House sales in the UK have dropped by 50% this year and there are indications that they will probably fall further.
"While there was a small month-on-month increase in activity, it represented a notable decline from a year ago," said Bob Pannell, the council's head of research. "This continues the weaker picture seen in June and points towards the more subdued levels of lending we are likely to see in the second half of 2008," he added.
Pannell's comment came a day after Kenneth Rogoff, the chief economist to the International Monetary Fund between 2001 and 2004, said the credit crisis is not over. He told an audience in Singapore that "the financial crisis is at the halfway point, perhaps".
Now an economics professor at Harvard University, Rogoff added: "We're not just going to see mid-sized banks go under in the next few months, we're going to see a whopper, we're going to see a big one, one of the big investment banks or big banks."
Although the Scottish housing sector has fared better than the English market, builders are reporting a fall-off in sales because potential buyers cannot secure mortgage funds from banks and other lenders.

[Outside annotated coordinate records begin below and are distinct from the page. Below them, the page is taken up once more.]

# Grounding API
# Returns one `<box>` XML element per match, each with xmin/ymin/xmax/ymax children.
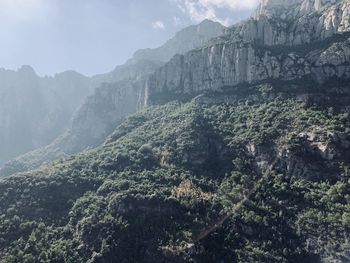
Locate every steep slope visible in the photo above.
<box><xmin>127</xmin><ymin>20</ymin><xmax>226</xmax><ymax>64</ymax></box>
<box><xmin>0</xmin><ymin>0</ymin><xmax>350</xmax><ymax>263</ymax></box>
<box><xmin>0</xmin><ymin>66</ymin><xmax>93</xmax><ymax>164</ymax></box>
<box><xmin>0</xmin><ymin>20</ymin><xmax>225</xmax><ymax>175</ymax></box>
<box><xmin>0</xmin><ymin>85</ymin><xmax>350</xmax><ymax>263</ymax></box>
<box><xmin>145</xmin><ymin>0</ymin><xmax>350</xmax><ymax>104</ymax></box>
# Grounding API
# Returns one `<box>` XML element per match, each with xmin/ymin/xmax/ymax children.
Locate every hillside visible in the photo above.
<box><xmin>0</xmin><ymin>66</ymin><xmax>94</xmax><ymax>165</ymax></box>
<box><xmin>0</xmin><ymin>85</ymin><xmax>350</xmax><ymax>262</ymax></box>
<box><xmin>0</xmin><ymin>0</ymin><xmax>350</xmax><ymax>263</ymax></box>
<box><xmin>0</xmin><ymin>20</ymin><xmax>224</xmax><ymax>176</ymax></box>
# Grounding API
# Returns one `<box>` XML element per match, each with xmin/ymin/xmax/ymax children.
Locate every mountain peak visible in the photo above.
<box><xmin>18</xmin><ymin>65</ymin><xmax>36</xmax><ymax>76</ymax></box>
<box><xmin>253</xmin><ymin>0</ymin><xmax>342</xmax><ymax>19</ymax></box>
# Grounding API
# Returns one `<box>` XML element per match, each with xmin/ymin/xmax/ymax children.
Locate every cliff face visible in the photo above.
<box><xmin>128</xmin><ymin>20</ymin><xmax>226</xmax><ymax>64</ymax></box>
<box><xmin>143</xmin><ymin>1</ymin><xmax>350</xmax><ymax>106</ymax></box>
<box><xmin>0</xmin><ymin>66</ymin><xmax>93</xmax><ymax>164</ymax></box>
<box><xmin>0</xmin><ymin>20</ymin><xmax>225</xmax><ymax>175</ymax></box>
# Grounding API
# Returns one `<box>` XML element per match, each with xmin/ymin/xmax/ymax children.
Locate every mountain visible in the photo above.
<box><xmin>127</xmin><ymin>20</ymin><xmax>225</xmax><ymax>64</ymax></box>
<box><xmin>0</xmin><ymin>20</ymin><xmax>225</xmax><ymax>175</ymax></box>
<box><xmin>0</xmin><ymin>66</ymin><xmax>93</xmax><ymax>164</ymax></box>
<box><xmin>0</xmin><ymin>0</ymin><xmax>350</xmax><ymax>263</ymax></box>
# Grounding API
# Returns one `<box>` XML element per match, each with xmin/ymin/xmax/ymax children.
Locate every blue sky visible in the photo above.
<box><xmin>0</xmin><ymin>0</ymin><xmax>258</xmax><ymax>75</ymax></box>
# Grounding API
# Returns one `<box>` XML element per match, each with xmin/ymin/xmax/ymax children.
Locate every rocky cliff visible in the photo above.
<box><xmin>0</xmin><ymin>66</ymin><xmax>93</xmax><ymax>164</ymax></box>
<box><xmin>143</xmin><ymin>1</ymin><xmax>350</xmax><ymax>106</ymax></box>
<box><xmin>0</xmin><ymin>20</ymin><xmax>225</xmax><ymax>175</ymax></box>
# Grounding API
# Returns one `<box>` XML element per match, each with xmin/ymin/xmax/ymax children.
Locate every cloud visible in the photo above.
<box><xmin>152</xmin><ymin>20</ymin><xmax>165</xmax><ymax>30</ymax></box>
<box><xmin>0</xmin><ymin>0</ymin><xmax>52</xmax><ymax>24</ymax></box>
<box><xmin>175</xmin><ymin>0</ymin><xmax>259</xmax><ymax>26</ymax></box>
<box><xmin>173</xmin><ymin>16</ymin><xmax>182</xmax><ymax>27</ymax></box>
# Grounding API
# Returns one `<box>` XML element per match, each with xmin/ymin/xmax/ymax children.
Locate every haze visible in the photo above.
<box><xmin>0</xmin><ymin>0</ymin><xmax>257</xmax><ymax>75</ymax></box>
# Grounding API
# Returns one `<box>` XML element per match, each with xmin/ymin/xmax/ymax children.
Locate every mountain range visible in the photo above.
<box><xmin>0</xmin><ymin>0</ymin><xmax>350</xmax><ymax>263</ymax></box>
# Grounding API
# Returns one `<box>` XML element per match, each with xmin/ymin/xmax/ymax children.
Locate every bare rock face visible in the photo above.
<box><xmin>144</xmin><ymin>0</ymin><xmax>350</xmax><ymax>106</ymax></box>
<box><xmin>0</xmin><ymin>20</ymin><xmax>225</xmax><ymax>176</ymax></box>
<box><xmin>0</xmin><ymin>66</ymin><xmax>93</xmax><ymax>164</ymax></box>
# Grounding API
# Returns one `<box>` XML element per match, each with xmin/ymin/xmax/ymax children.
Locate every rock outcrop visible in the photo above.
<box><xmin>142</xmin><ymin>0</ymin><xmax>350</xmax><ymax>106</ymax></box>
<box><xmin>0</xmin><ymin>20</ymin><xmax>225</xmax><ymax>175</ymax></box>
<box><xmin>0</xmin><ymin>66</ymin><xmax>93</xmax><ymax>164</ymax></box>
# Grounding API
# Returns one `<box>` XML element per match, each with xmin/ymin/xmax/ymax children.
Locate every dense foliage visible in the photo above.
<box><xmin>0</xmin><ymin>92</ymin><xmax>350</xmax><ymax>263</ymax></box>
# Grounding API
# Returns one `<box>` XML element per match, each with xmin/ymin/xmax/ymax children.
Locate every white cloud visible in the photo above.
<box><xmin>173</xmin><ymin>16</ymin><xmax>182</xmax><ymax>26</ymax></box>
<box><xmin>152</xmin><ymin>20</ymin><xmax>165</xmax><ymax>30</ymax></box>
<box><xmin>175</xmin><ymin>0</ymin><xmax>259</xmax><ymax>25</ymax></box>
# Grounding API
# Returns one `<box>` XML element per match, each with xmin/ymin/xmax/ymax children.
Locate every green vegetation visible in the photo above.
<box><xmin>0</xmin><ymin>96</ymin><xmax>350</xmax><ymax>263</ymax></box>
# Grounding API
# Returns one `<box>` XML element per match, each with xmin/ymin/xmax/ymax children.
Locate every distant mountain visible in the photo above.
<box><xmin>0</xmin><ymin>66</ymin><xmax>93</xmax><ymax>164</ymax></box>
<box><xmin>0</xmin><ymin>0</ymin><xmax>350</xmax><ymax>263</ymax></box>
<box><xmin>128</xmin><ymin>20</ymin><xmax>225</xmax><ymax>64</ymax></box>
<box><xmin>0</xmin><ymin>20</ymin><xmax>226</xmax><ymax>175</ymax></box>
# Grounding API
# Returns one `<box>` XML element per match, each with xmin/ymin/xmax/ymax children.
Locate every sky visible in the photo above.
<box><xmin>0</xmin><ymin>0</ymin><xmax>258</xmax><ymax>76</ymax></box>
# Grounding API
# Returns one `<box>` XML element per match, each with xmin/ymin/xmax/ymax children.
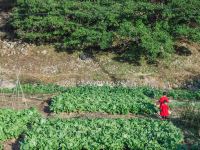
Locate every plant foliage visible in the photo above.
<box><xmin>20</xmin><ymin>119</ymin><xmax>183</xmax><ymax>150</ymax></box>
<box><xmin>10</xmin><ymin>0</ymin><xmax>200</xmax><ymax>61</ymax></box>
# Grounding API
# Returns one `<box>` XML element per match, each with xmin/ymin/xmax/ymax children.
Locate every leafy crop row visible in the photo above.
<box><xmin>0</xmin><ymin>109</ymin><xmax>39</xmax><ymax>142</ymax></box>
<box><xmin>135</xmin><ymin>87</ymin><xmax>200</xmax><ymax>100</ymax></box>
<box><xmin>21</xmin><ymin>119</ymin><xmax>183</xmax><ymax>150</ymax></box>
<box><xmin>50</xmin><ymin>86</ymin><xmax>156</xmax><ymax>114</ymax></box>
<box><xmin>10</xmin><ymin>0</ymin><xmax>200</xmax><ymax>60</ymax></box>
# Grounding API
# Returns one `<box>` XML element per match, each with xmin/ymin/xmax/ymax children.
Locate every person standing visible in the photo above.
<box><xmin>158</xmin><ymin>92</ymin><xmax>169</xmax><ymax>106</ymax></box>
<box><xmin>160</xmin><ymin>101</ymin><xmax>169</xmax><ymax>119</ymax></box>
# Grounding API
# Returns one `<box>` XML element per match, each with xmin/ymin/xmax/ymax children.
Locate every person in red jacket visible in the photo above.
<box><xmin>160</xmin><ymin>101</ymin><xmax>169</xmax><ymax>119</ymax></box>
<box><xmin>158</xmin><ymin>92</ymin><xmax>169</xmax><ymax>106</ymax></box>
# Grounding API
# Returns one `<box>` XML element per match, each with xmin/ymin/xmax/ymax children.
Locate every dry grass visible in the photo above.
<box><xmin>0</xmin><ymin>43</ymin><xmax>200</xmax><ymax>88</ymax></box>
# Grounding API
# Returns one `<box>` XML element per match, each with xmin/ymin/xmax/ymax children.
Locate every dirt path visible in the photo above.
<box><xmin>0</xmin><ymin>94</ymin><xmax>200</xmax><ymax>150</ymax></box>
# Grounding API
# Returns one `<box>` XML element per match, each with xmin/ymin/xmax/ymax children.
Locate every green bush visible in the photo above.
<box><xmin>50</xmin><ymin>86</ymin><xmax>157</xmax><ymax>114</ymax></box>
<box><xmin>20</xmin><ymin>119</ymin><xmax>183</xmax><ymax>150</ymax></box>
<box><xmin>0</xmin><ymin>109</ymin><xmax>39</xmax><ymax>142</ymax></box>
<box><xmin>10</xmin><ymin>0</ymin><xmax>200</xmax><ymax>61</ymax></box>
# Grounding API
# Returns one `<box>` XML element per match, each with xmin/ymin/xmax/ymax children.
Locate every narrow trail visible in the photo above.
<box><xmin>0</xmin><ymin>94</ymin><xmax>195</xmax><ymax>150</ymax></box>
<box><xmin>0</xmin><ymin>94</ymin><xmax>158</xmax><ymax>119</ymax></box>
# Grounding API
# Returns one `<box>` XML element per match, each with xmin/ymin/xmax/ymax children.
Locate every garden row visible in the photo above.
<box><xmin>0</xmin><ymin>109</ymin><xmax>183</xmax><ymax>150</ymax></box>
<box><xmin>0</xmin><ymin>83</ymin><xmax>200</xmax><ymax>100</ymax></box>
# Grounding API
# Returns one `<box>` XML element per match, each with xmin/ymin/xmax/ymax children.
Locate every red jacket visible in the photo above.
<box><xmin>160</xmin><ymin>103</ymin><xmax>169</xmax><ymax>117</ymax></box>
<box><xmin>159</xmin><ymin>96</ymin><xmax>169</xmax><ymax>106</ymax></box>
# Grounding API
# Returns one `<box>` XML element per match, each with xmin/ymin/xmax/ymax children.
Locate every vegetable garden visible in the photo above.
<box><xmin>21</xmin><ymin>119</ymin><xmax>183</xmax><ymax>150</ymax></box>
<box><xmin>0</xmin><ymin>84</ymin><xmax>198</xmax><ymax>150</ymax></box>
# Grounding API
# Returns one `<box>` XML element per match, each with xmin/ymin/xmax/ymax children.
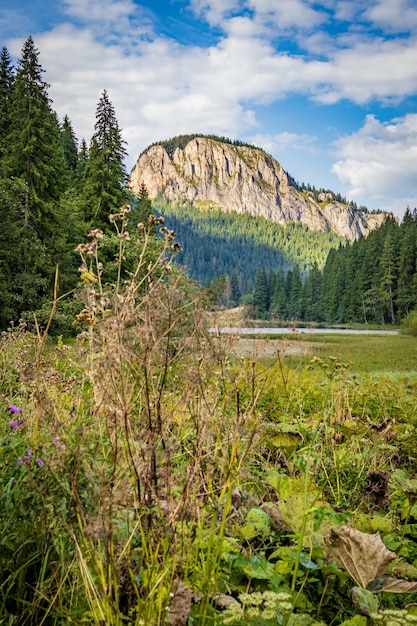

The CML said its mortgage lending figures, which are based on completions, are expected to get worse because the Bank of England said last month that mortgage approvals had plummeted by more than two-thirds in a year.
Mortgage approvals were down from 41,000 in May to just 36,000 in June - the lowest level since records began in 1993, the Bank said.
The bulk of mortgage lending this year has been to people who are not, in fact, moving house. Those without big deposits have little chance to buy a home with many first time buyers effectively shut out of the market.
Previous figures from the CML have shown that so far in 2008, only 29% of mortgage lending has been to house buyers. The rest has been to people staying put but moving to new mortgage deals, such as former customers of the troubled bank Northern Rock, or to people borrowing extra sums against the value of their homes.
The situation was different a year ago. During 2007, lending to home buyers was a much higher proportion of total mortgage lending, at 43%.
The slump in home buying in the past 12 months is highlighted by the fact that in June this year, loans for home buyers were less than half the number seen in June 2007.
A separate report predicted that mortgage lending would shrink by nearly 20% this year. Market analyst Datamonitor said the outlook for the mortgage market was bleak, with fewer lenders in operation, fewer products available, and higher interest rates and tighter lending criteria.
The group forecasts a fall of 19.3% in lending during 2008, with total advances of £293.6bn being made during the year.